A concussion story like Elgersma’s is a harsh reality of high-impact sports such as soccer and football.
“You can protect yourself however you want, but you’re still going to have instances of concussions,” says Fagerness. “So, it is important that you know how to recognize symptoms and manage the injury to the best of your ability.”
Watching a player suffer from a concussion is not easy for a coach, says Bill Bauer, Dordt’s assistant football coach. “It is sad, because I know that they might suffer for a while from headaches and that type of thing.”
Bauer says he and other coaches “want to do all we can to protect our players because there is life outside of football.”
Athletic trainer Chris Fagerness says that, although there is no law as to how trainers should treat concussions, Dordt’s certified athletic trainers and coaches have a protocol that they follow.
For example, all soccer and football players must take the imPACT test, a computerized neurocognitive assessment test that serves as a base line for normal brain activity.
“They take the test the first day they step onto campus,” says Dave Schenk, head women’s soccer coach at Dordt.
Dordt coaches and trainers have many ways of preventing concussions. In football, coaches teach tackling techniques that emphasize “contact by wrapping up and stopping instead of going all out to the ground,” says Fagerness. Dordt football players also wear highly rated helmets, and soccer players work with the strength and conditioning coordinator to improve neck and upper body strength to lessen the effect of whiplash.
But, when a player takes a hard hit during a game and begins showing signs of a concussion, trainers immediately begin a recovery process.
“First, we give them a SCAT2 test,” says Fagerness. The test includes symptomatic, cognitive, and physical evaluations to determine if the player has suffered from a concussion and if he or she needs to go to the emergency room. The SCAT2 test is given directly after the injury occurs, helping to determine its severity.
“We make sure they have someone who can monitor them overnight,” says Fagerness.
“Usually we will talk to a roommate or a parent, and sometimes they’ll stay overnight at a coach’s house.”
Trainers continue to monitor an injured player on a day-to-day basis, asking the player’s roommates and coach for regular updates on the player’s condition.
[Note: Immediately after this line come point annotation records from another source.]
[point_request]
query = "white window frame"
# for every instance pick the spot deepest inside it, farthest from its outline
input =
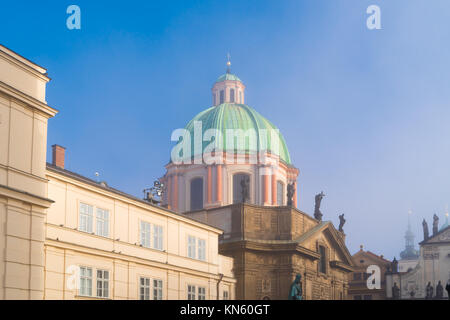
(157, 289)
(85, 279)
(192, 247)
(102, 283)
(145, 286)
(145, 234)
(201, 293)
(86, 217)
(201, 245)
(158, 237)
(191, 292)
(102, 222)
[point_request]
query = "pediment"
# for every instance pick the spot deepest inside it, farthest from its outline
(326, 232)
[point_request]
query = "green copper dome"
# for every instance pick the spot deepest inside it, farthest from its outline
(228, 76)
(239, 116)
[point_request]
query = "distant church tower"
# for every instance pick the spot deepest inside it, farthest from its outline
(410, 255)
(257, 169)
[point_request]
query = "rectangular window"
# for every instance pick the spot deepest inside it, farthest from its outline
(85, 281)
(201, 249)
(157, 289)
(102, 221)
(145, 234)
(322, 261)
(86, 217)
(191, 292)
(102, 283)
(201, 293)
(191, 247)
(158, 237)
(144, 288)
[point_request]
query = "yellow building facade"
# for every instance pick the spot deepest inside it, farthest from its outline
(64, 236)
After a few days have passed, the player must retake the imPACT test to check for brain activity changes.
“It’s great because the two tests provide something measurable,” says Schenk. “Even if the player is feeling better, we can show them where they were originally and where they are post-injury.”
Elgersma remembers her experience. “They compared my post-injury test on the computer to my base line test,” she recalls. “They could see exactly the areas of my memory that were affected.”
Concussions have an impact on player’s lives off the field as well. An injured player must limit brain activity to improve faster, and this can affect class time.
“We send out an email to all of the student’s professors to let them know about the injury,” says Fagerness.
Professors want the student to heal just as much as the coaches and trainers do; Elgersma can attest to that.
“My professors were extremely understanding and gave me plenty of time to make up work,” says Elgersma.
Once the player has completed Dordt’s concussion recovery process, the coaches and trainers encourage him or her to take time before returning to the field.
“We’re always trying to work to the glory and honor of God, and we know that putting a guy back in when he’s not well does not bring honor and glory to God,” says Bauer. “We want to do the right thing.”
Not all concussions are alike; some have a greater impact than others. Elgersma says that, to this day, she feels the repercussions of her injury. “I still have headaches a year later from the concussion,” she says.
But, she adds, she received a lot of support from not only her coaches and trainers but from the Dordt community.
“In high school I played through concussions and toughed it out,” she says. “There is no way I could have gotten away with that at Dordt.”